Fu grazie al lascito reaganiano, nell’amministrazione e nella sfera sociale, se il Paese poté resistere e reagire. Soprattutto perché aveva infuso nelle strutture civili e politiche una sorta di sentimento nuovo della patria comune, come si evince dalle pagine della biografia di Meese III, il quale ricorda il discorso di insediamento di Reagan, il 20 gennaio 1981, nel quale parlò di un nuovo inizio per l’America e dell’importanza delle tradizioni e delle sfide che l’attendevano: due linee-guide proprie dei conservatori.

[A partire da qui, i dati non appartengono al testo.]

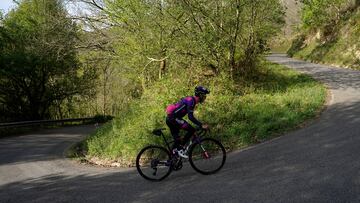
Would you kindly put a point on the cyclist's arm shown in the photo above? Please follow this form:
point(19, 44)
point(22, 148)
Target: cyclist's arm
point(193, 119)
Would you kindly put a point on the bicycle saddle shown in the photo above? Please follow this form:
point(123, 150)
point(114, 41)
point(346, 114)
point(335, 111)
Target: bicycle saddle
point(158, 132)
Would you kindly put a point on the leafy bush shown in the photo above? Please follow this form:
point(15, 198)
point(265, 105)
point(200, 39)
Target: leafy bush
point(239, 115)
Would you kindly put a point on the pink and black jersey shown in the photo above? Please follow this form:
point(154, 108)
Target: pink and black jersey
point(184, 106)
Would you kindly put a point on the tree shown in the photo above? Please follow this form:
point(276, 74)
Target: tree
point(38, 60)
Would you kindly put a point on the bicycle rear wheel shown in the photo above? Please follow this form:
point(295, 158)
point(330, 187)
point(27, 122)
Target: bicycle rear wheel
point(154, 163)
point(208, 156)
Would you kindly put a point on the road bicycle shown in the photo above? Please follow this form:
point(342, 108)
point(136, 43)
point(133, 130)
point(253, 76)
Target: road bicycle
point(206, 156)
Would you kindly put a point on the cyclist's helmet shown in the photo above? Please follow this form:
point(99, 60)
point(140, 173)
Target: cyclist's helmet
point(201, 92)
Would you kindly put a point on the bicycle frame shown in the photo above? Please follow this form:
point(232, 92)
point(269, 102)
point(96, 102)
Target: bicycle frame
point(196, 138)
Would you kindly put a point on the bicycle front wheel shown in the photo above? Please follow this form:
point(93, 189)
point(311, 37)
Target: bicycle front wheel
point(154, 163)
point(208, 156)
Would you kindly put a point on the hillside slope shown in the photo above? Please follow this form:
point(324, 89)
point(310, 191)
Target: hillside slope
point(336, 44)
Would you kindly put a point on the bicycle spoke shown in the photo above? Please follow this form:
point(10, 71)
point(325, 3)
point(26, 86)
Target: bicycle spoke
point(153, 163)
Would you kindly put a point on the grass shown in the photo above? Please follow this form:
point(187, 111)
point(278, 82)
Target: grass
point(240, 114)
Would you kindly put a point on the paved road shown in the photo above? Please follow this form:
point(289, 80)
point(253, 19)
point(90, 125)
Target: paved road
point(319, 163)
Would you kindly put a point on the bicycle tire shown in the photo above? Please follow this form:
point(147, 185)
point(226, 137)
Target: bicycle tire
point(213, 150)
point(145, 157)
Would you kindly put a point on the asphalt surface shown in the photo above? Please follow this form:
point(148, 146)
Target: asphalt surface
point(318, 163)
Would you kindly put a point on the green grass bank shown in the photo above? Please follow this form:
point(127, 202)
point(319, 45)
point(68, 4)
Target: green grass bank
point(240, 113)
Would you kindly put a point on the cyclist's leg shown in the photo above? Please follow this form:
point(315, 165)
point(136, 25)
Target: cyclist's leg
point(175, 130)
point(190, 132)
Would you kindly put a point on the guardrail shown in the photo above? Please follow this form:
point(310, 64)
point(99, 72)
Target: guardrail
point(46, 122)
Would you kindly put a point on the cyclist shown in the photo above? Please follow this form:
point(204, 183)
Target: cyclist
point(175, 121)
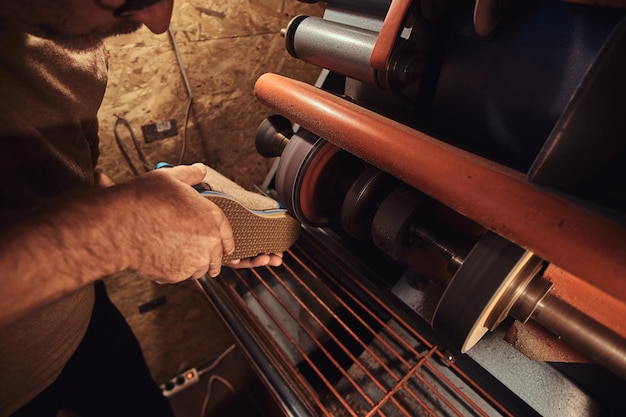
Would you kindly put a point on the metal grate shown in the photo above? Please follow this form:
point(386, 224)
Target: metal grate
point(341, 349)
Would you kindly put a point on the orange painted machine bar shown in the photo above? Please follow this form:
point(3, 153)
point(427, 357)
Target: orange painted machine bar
point(569, 236)
point(389, 32)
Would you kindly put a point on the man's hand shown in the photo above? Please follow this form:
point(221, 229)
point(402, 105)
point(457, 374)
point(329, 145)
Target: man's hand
point(170, 231)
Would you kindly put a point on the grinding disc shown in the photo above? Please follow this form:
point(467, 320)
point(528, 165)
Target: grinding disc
point(483, 290)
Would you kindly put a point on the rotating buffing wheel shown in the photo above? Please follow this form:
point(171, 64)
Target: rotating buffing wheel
point(362, 200)
point(313, 176)
point(483, 290)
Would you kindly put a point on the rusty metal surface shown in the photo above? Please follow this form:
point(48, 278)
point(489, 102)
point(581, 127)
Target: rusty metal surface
point(349, 358)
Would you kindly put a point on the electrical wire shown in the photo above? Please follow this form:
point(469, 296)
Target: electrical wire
point(189, 93)
point(120, 120)
point(205, 403)
point(212, 378)
point(216, 361)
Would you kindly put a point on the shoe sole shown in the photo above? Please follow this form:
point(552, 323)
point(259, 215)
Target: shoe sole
point(256, 232)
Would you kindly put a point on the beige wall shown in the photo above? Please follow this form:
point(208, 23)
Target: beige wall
point(225, 46)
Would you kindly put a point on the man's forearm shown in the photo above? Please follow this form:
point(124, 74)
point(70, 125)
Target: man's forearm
point(54, 253)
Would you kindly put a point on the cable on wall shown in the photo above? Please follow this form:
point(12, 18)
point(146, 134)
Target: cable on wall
point(189, 93)
point(120, 120)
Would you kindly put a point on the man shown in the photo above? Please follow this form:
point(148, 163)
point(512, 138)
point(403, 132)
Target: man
point(63, 226)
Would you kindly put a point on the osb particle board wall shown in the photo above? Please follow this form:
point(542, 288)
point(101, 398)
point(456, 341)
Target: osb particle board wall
point(224, 45)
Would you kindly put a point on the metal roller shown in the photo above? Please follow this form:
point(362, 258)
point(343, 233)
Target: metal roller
point(313, 176)
point(375, 5)
point(347, 50)
point(495, 279)
point(362, 200)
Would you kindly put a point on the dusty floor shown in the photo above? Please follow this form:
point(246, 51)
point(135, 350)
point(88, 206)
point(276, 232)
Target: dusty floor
point(224, 46)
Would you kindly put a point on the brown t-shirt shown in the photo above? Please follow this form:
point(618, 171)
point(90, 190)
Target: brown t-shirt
point(49, 99)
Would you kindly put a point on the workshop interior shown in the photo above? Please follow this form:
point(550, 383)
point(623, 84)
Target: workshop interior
point(459, 171)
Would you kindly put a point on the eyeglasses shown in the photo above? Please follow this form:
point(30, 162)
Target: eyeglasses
point(128, 8)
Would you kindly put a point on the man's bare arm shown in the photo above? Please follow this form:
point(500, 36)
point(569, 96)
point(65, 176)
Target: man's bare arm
point(155, 225)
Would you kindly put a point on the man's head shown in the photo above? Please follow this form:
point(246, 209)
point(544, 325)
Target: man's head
point(83, 24)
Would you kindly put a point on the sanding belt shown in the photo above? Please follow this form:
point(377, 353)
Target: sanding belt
point(259, 224)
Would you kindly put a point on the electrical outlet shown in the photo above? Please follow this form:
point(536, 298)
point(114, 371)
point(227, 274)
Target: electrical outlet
point(159, 130)
point(180, 382)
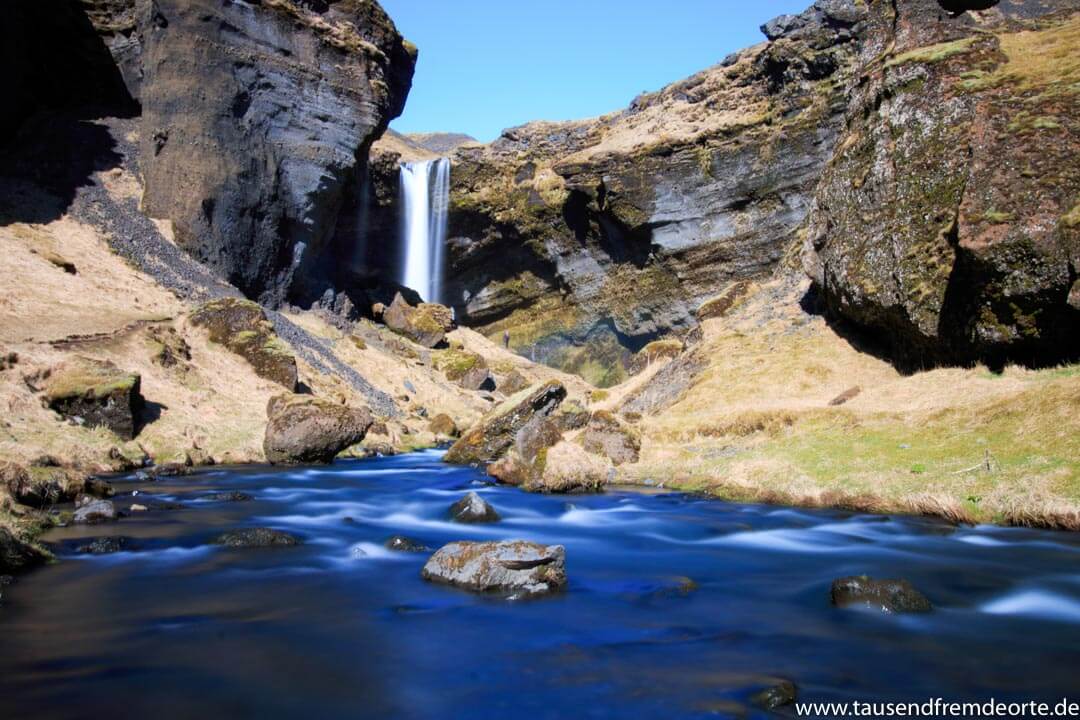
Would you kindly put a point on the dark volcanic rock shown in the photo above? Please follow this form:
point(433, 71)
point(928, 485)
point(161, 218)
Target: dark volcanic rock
point(426, 324)
point(257, 538)
point(96, 393)
point(888, 596)
point(256, 121)
point(403, 544)
point(473, 508)
point(936, 227)
point(516, 419)
point(95, 512)
point(302, 429)
point(242, 327)
point(105, 545)
point(513, 567)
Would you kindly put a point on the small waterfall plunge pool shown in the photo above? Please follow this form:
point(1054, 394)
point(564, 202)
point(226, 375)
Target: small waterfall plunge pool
point(340, 627)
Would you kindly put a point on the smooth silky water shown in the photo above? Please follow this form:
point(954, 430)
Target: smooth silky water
point(342, 627)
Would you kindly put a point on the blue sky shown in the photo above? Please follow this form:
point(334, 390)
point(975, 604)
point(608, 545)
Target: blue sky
point(486, 65)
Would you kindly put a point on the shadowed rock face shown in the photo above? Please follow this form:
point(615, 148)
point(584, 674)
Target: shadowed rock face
point(947, 223)
point(256, 117)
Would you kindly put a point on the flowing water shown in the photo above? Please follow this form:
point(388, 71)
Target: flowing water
point(426, 191)
point(341, 627)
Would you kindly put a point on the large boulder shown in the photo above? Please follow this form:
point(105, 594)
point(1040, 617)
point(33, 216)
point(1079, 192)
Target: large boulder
point(256, 122)
point(426, 324)
point(472, 508)
point(17, 554)
point(511, 567)
point(96, 394)
point(888, 596)
point(307, 430)
point(608, 436)
point(947, 225)
point(523, 419)
point(242, 326)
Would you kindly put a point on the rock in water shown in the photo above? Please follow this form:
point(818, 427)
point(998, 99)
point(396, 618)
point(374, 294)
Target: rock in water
point(257, 538)
point(511, 567)
point(473, 508)
point(242, 327)
point(782, 693)
point(307, 430)
point(262, 111)
point(426, 324)
point(403, 544)
point(885, 595)
point(94, 512)
point(513, 420)
point(96, 394)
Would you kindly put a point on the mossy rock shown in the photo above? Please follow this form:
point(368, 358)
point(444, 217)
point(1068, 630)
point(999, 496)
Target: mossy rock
point(96, 394)
point(242, 326)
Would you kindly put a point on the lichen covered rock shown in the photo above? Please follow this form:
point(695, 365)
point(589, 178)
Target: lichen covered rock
point(307, 430)
point(608, 436)
point(96, 394)
point(242, 327)
point(426, 324)
point(514, 567)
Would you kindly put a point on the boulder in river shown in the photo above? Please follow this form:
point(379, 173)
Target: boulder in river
point(94, 512)
point(242, 326)
point(473, 508)
point(105, 545)
point(307, 430)
point(257, 538)
point(403, 544)
point(889, 596)
point(511, 567)
point(607, 436)
point(518, 418)
point(96, 394)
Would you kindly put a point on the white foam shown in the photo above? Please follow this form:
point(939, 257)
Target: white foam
point(1036, 603)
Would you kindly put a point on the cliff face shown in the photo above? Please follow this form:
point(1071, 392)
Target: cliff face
point(948, 220)
point(256, 121)
point(585, 240)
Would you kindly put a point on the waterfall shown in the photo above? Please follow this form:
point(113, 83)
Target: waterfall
point(426, 192)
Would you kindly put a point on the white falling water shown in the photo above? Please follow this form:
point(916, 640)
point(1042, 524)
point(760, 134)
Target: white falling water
point(426, 193)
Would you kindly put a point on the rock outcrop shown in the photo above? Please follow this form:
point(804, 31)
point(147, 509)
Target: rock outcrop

Ricorda Meese, con accenti quasi commossi: “Mentre il presidente si accingeva a prendere il controllo della sua nuova posizione, i presagi sembravano volgere a nostro favore. A inizio giornata il tempo sembrava cupo e nuvoloso. Ma mentre Reagan parlava, i cieli sulle nostre teste si erano schiariti, e il panorama fu illuminato dalla luce del sole. Poi, poco dopo la fine del discorso, ricevemmo la notizia che gli ostaggi in Iran erano stati rilasciati e stavano tornando a casa. Un inizio di amministrazione propizio da tutti i punti di vista”.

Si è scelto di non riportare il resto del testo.